2018年のEC(BtoC)市場規模は17兆9,845億円だった。その中で物販系部門は9兆2,992億円であり、前年比8.12%と伸長率は高い割合となっている。
物販系部門とは、「衣類・服装雑貨」、「生活家電・AV 機器」、「雑貨、家具、」、「書籍、映像・音楽ソフト」、「食品、飲料、酒類」である。
この部門で、EC市場規模が高いのは、「衣類・服装雑貨」の1兆7,728億円である。
また、9月に物販系を中心にした2019年版、EC売上高ランキングTOP30が通販新聞より公表された。
トップは相変わらず、Amazonが独走しており、検討したのが2位のヨドバシカメラであった。
また、10月2日には博報堂買物研究所から支持される「買物チャネル」についての調査動向も公開された。今回は、最新ECサイト売り上げランキングや、消費者がECサイトに求めるものなどをまとめた。
9月25日発売の通販新聞の「月刊ネット販売」では300社の売上高ランキングを掲載した。
トップテンを見ると、1位はアマゾンジャパンで1兆5281億円、2位はヨドバシカメラで1212億7700万円、3位はZOZOで1184億円500万円、4位はビックカメラグループで860億円、5位はユニクロで630億6300万円、6位にイオンが620億円(月刊ネット販売推計)などとなっている。
増減率ではユニクロ、ビックカメラ、ZOZOの増加が目立っている。ユニクロは前年の10位圏外から躍進である。

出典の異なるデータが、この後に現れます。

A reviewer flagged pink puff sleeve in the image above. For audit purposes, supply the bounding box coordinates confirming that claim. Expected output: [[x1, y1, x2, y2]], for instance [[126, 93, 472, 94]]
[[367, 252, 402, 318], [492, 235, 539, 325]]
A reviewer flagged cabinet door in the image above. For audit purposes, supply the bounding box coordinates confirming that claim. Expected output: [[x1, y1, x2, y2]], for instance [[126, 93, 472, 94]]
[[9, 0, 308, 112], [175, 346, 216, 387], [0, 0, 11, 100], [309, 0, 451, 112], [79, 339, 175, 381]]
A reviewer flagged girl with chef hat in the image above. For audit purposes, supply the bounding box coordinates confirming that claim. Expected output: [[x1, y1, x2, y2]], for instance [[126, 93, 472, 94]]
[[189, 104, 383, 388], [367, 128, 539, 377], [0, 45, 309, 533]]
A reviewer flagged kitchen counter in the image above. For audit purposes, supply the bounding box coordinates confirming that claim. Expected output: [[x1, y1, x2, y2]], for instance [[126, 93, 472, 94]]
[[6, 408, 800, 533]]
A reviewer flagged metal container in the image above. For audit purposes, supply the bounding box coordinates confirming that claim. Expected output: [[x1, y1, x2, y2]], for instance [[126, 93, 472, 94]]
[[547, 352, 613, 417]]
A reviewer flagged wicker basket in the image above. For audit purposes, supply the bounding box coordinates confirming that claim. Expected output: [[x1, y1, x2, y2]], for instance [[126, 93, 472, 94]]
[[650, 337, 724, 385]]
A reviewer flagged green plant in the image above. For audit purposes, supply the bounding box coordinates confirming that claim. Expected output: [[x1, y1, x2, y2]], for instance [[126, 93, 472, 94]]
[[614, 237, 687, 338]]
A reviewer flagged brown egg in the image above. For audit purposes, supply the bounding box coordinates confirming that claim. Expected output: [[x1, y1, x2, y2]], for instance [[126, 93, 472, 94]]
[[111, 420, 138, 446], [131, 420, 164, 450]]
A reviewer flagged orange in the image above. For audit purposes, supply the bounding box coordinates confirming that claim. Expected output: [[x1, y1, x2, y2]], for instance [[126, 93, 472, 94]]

ECサイトは総合系のAmazonを以外に目を向けると、20代、30年代を中心に、ファッションカテゴリー、家電、電化製品カテゴリー商品が購入されていることが推察される。
ECサイトの利用もパソコンではなく、スマートフォンでの商品購入が一般化しているようだ。
10月29日公表された、ニールセン デジタル株式会社が行なった消費者調査によると、商品購入に利用されるディバイスは、パソコンからスマートフォンに移行したようだ。その内容を見ていこう。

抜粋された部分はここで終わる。